Das Ziel aller politischen Vereinigung ist
die Erhaltung der natürlichen und unabdingbaren Menschenrechte (Erklärung der
Rechte usw. von 1791, Artikel 2.) »Die Regierung ist eingesetzt, um dem Menschen den Genuß seiner natürlichen und unabdingbaren
Rechte zu verbürgen.« (Erklärung usw. von
1793, Artikel 1.)
Also selbst in den Momenten seines noch
jugendfrischen und durch den Drang der Umstände auf die Spitze getriebenen Enthusiasmus erklärt sich das politische Leben für ein
bloßes Mittel, dessen Zweck das Leben der
bürgerlichen Gesellschaft ist. Zwar steht seine
revolutionäre Praxis in flagrantem Widerspruch mit seiner Theorie. Während z.B. die
Sicherheit als ein Menschenrecht erklärt wird,
wird die Verletzung des Briefgeheimnisses öffentlich auf die Tagesordnung gesetzt. Während die »liberté indéfinie de la presse« als
Konsequenz des Menschenrechts, der individuellen Freiheit, garantiert wird, wird die
Preßfreiheit vollständig vernichtet, denn »…die
Pressefreiheit darf nicht zugelassen werden,
wenn sie die allgemeine Freiheit verletzt«, d.h.

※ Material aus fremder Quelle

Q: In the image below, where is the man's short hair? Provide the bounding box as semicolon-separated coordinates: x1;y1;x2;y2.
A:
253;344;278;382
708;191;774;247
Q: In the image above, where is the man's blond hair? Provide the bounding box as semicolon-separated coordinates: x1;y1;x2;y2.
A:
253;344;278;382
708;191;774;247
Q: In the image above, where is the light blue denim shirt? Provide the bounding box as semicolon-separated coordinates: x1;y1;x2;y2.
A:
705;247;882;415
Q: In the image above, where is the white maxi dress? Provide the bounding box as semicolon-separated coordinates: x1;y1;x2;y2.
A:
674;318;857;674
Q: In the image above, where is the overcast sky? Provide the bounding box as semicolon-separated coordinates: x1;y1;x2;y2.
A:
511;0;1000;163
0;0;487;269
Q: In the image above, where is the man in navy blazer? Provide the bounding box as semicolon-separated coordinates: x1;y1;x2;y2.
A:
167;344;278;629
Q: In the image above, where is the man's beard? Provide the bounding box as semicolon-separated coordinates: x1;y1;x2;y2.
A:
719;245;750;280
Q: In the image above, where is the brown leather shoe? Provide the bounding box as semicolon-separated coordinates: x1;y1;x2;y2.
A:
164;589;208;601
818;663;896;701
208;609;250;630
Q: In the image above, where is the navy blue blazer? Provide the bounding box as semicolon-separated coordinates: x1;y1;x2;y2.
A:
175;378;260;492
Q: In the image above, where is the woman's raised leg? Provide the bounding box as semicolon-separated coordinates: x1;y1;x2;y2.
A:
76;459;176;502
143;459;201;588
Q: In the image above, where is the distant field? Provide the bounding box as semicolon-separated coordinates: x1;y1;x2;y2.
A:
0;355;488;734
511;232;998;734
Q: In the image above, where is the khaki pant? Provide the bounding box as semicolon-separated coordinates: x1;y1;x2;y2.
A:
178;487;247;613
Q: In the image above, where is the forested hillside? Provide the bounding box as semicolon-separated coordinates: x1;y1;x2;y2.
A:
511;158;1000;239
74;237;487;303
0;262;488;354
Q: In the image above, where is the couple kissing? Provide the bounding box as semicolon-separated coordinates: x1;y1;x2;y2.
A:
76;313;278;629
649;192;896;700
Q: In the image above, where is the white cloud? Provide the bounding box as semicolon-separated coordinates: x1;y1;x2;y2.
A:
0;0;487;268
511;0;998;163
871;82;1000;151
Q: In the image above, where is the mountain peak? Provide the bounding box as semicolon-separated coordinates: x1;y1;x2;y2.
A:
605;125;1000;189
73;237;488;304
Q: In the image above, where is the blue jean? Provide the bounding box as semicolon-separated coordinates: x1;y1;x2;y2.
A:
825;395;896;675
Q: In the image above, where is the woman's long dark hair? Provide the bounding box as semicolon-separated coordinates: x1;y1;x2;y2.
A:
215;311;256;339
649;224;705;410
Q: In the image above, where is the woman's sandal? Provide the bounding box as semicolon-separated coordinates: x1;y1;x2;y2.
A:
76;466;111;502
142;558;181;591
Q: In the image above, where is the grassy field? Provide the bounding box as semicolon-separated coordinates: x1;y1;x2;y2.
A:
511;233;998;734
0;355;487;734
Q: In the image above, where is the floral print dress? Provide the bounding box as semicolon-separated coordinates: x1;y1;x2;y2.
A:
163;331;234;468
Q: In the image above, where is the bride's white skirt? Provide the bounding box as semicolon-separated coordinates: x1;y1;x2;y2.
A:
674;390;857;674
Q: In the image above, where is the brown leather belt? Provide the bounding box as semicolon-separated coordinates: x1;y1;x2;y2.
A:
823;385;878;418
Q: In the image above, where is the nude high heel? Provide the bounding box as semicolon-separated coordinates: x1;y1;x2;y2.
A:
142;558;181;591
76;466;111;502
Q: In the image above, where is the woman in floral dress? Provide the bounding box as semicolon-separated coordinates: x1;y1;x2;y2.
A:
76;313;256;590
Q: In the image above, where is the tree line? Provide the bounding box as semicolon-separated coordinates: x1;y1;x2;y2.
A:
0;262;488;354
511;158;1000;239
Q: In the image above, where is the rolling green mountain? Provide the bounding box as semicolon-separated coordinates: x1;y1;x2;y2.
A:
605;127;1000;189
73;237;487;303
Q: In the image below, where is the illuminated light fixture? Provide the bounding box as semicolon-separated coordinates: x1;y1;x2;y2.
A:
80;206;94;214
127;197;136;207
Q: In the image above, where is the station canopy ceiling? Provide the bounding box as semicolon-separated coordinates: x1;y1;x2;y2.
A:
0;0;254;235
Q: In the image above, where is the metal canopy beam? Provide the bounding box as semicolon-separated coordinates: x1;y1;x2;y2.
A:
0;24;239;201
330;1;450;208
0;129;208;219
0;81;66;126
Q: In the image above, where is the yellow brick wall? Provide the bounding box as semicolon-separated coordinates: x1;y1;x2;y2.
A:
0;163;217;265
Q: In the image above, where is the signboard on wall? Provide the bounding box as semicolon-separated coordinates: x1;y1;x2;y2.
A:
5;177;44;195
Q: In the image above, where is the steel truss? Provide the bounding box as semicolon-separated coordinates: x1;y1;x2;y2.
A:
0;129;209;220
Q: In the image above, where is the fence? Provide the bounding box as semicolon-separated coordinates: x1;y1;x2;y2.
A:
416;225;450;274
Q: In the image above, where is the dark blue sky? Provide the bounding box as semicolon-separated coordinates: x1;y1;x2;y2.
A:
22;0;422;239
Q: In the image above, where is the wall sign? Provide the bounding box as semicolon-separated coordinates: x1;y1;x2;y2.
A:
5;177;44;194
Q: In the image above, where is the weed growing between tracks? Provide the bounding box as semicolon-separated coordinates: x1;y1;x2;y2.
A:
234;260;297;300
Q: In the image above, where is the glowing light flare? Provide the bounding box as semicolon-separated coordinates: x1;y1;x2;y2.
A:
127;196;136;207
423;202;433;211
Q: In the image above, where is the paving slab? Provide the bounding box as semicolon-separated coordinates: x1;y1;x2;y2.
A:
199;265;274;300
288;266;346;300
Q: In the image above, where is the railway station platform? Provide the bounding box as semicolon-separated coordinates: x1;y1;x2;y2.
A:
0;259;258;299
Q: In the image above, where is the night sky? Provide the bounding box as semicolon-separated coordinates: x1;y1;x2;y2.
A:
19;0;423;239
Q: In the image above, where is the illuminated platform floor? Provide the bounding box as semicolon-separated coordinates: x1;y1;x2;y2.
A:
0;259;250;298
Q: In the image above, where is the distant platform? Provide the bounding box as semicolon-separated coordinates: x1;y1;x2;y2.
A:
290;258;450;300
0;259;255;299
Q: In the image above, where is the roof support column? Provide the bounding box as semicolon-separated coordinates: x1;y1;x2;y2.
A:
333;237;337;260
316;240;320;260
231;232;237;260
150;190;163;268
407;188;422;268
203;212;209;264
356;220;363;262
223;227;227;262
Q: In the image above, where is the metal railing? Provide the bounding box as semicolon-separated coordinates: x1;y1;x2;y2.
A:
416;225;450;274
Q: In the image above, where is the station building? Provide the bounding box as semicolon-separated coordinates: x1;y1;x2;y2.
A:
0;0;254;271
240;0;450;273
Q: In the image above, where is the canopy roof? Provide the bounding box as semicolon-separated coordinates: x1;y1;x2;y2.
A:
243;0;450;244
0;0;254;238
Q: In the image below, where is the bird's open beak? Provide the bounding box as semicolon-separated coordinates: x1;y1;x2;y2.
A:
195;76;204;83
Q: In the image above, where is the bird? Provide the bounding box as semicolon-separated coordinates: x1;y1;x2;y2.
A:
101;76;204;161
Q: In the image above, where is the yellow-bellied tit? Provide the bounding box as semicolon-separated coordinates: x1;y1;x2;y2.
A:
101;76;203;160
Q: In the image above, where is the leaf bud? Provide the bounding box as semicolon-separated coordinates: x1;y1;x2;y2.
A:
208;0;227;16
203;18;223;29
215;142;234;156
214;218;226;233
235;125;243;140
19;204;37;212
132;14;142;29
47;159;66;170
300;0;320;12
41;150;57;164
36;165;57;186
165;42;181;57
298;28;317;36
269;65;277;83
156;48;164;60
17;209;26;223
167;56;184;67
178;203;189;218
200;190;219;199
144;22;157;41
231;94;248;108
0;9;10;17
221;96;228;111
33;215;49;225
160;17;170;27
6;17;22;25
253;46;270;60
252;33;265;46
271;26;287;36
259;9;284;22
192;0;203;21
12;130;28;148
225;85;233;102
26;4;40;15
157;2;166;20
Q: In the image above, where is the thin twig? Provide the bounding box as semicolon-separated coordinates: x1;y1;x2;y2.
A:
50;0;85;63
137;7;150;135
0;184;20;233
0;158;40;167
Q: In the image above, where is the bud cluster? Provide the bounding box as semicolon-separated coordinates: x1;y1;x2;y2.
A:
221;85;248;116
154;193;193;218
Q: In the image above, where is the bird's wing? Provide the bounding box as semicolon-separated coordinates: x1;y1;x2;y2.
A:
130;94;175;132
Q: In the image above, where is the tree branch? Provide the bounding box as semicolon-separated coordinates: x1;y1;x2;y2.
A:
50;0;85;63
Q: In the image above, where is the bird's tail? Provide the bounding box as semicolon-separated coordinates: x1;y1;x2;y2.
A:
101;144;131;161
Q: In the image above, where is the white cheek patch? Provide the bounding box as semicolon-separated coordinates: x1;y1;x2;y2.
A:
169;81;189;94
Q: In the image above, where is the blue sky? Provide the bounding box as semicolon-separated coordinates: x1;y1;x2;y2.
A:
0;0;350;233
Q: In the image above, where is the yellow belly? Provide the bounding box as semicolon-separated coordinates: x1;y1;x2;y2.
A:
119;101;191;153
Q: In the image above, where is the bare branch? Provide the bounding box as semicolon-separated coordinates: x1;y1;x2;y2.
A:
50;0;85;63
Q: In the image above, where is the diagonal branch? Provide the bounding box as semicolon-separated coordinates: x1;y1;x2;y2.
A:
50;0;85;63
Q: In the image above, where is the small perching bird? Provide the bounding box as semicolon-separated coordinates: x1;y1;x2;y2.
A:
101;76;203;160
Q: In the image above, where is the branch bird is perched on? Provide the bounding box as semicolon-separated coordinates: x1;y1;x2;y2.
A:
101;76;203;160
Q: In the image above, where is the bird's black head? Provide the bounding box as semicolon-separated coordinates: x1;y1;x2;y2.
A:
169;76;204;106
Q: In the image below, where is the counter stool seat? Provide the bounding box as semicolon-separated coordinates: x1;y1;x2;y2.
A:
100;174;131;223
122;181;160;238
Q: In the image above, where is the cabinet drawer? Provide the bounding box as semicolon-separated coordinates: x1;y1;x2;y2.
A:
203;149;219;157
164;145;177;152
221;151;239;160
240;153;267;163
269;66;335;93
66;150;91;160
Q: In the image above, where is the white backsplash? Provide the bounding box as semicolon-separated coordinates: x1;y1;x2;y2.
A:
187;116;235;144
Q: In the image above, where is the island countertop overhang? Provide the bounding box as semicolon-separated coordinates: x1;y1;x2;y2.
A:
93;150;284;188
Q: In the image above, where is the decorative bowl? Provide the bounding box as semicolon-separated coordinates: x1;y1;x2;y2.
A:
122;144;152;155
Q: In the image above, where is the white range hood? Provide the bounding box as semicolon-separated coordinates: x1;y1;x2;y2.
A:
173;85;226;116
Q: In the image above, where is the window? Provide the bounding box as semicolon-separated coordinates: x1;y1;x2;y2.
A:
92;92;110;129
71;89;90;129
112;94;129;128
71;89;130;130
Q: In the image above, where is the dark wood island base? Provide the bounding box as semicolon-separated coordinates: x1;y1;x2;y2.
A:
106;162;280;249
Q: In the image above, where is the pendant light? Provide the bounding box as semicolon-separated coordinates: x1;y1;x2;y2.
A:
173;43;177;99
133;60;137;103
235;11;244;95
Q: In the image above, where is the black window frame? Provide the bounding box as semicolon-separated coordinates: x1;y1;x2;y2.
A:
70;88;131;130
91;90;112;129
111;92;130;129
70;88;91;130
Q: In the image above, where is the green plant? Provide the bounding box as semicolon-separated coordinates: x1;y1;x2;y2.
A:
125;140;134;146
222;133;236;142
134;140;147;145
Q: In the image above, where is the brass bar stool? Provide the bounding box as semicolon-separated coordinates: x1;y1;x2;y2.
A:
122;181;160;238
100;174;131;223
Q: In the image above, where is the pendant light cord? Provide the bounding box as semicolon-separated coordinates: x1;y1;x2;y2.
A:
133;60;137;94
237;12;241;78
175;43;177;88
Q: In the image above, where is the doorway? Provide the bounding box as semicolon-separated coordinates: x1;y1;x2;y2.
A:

also: Das Menschenrecht der Freiheit hört
auf, ein Recht zu sein, sobald es mit dem politischen Leben in Konflikt tritt, während der
Theorie nach das politische Leben nur die Garantie der Menschenrechte, der Rechte des individuellen Menschen ist, also aufgegeben
werden muß, sobald es seinem Zwecke, diesen
Menschenrechten, widerspricht. Aber die Praxis ist nur die Ausnahme, und die Theorie ist
die Regel. Will man aber selbst die revolutionäre Praxis als die richtige Stellung des Verhältnisses betrachten, so bleibt immer noch
das Rätsel zu lösen, warum im Bewußtsein der
politischen Emanzipatoren das Verhältnis auf
den Kopf gestellt ist und der Zweck als Mittel,
das Mittel als Zweck erscheint. Diese optischeTäuschung ihres Bewußtseins wäre immer
noch dasselbe Rätsel, obgleich dann ein psychologisches, ein theoretisches Rätsel…
Allein die Vollendung des Idealismus des
Staats war zugleich die Vollendung des Materialismus der bürgerlichen Gesellschaft. Die
Abschüttlung des politischen Jochs war zugleich die Abschüttlung der Bande, welche
den egoistischen Geist der bürgerlichen Gesellschaft gefesselt hielten. Die politische
Emanzipation war zugleich die Emanzipation
der bürgerlichen Gesellschaft von der Politik,
von dem Schein selbst eines allgemeinen Inhalts… Dieser Mensch, das Mitglied der bürgerlichen Gesellschaft, ist nun die Basis, die
Voraussetzung des politischen Staats. Er ist
von ihm als solche anerkannt in den Menschenrechten.
Der Mensch wurde daher nicht von der Religion befreit, er erhielt die Religionsfreiheit.
Er wurde nicht vom Eigentum befreit. Er erhielt die Freiheit des Eigentums. Er wurde
nicht von dem Egoismus des Gewerbes befreit, er erhielt die Gewerbefreiheit…
Die politische Revolution löst das bürgerliche Leben in seine Bestandteile auf, ohne diese Bestandteile selbst zu revolutionieren und der Kritik zu unterwerfen.